By mid-October of 1918, three students died from this pandemic (675,000 Americans died from the influenza). Under those circumstances, the student body seemed relatively untroubled: The Northwestern Weekly published only three articles about the Spanish influenza during the entire 1918-1919 school year, according to University Archives. Granted, war in Europe and the recent establishment of ROTC shadowed campus coverage of the Spanish influenza. Today, however, there seems to be a new swine flu advisory released every day, despite the less severe consequences.
After the administration lifted the quarantine in early November 1918, The Northwestern Weekly published only one more article on the return of the influenza even amidst the height of flu season. The second outbreak a few months later, in December 1918, resulted in a less severe quarantine which required all students living in dorms to report to preceptresses, modern-day CAs, before 7:15 a.m. each morning to ensure that no one with any symptoms attended class. In case of symptoms of the flu, students were confined to their rooms and placed the little red signs on their doors.
Instead of the Purell spray contraptions inundating the cafeterias, libraries and dorms this fall, the health commissioner of Chicago in 1918 compiled a lengthy list of advice that appeared in several city newspapers in an attempt to stifle the spread of the flu. The list included even unconventional little tidbits, by modern standards: “Don’t overeat, […] don’t become constipated, […] don’t get your feet wet [and] don’t forget that chill is always a dangerous symptom.” This list seems belittling, but look around campus today and you will find students walking around with masks, bathrooms signs reminding us to wash our hands, and teachers warning us not to come to class if we are feeling under the weather. Advice was as easily dispensed back then as it is today.

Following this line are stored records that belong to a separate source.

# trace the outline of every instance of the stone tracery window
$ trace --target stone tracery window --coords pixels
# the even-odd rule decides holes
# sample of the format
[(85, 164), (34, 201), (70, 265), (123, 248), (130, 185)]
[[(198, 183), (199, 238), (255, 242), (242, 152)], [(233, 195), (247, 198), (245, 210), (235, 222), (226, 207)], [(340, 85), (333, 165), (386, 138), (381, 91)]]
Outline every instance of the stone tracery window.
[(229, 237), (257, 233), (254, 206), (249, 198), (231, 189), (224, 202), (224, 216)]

With the height of flu season quickly approaching, hopefully Northwestern’s Purell contraptions will work and students take preventative measures to avoid getting sick. And if the administration must take extreme measures and place severe limitations on students activities, let us hope that they dust off the somewhat draconian warning given long ago: “Disobedience of these orders will be punished by measures which will insure obedience.”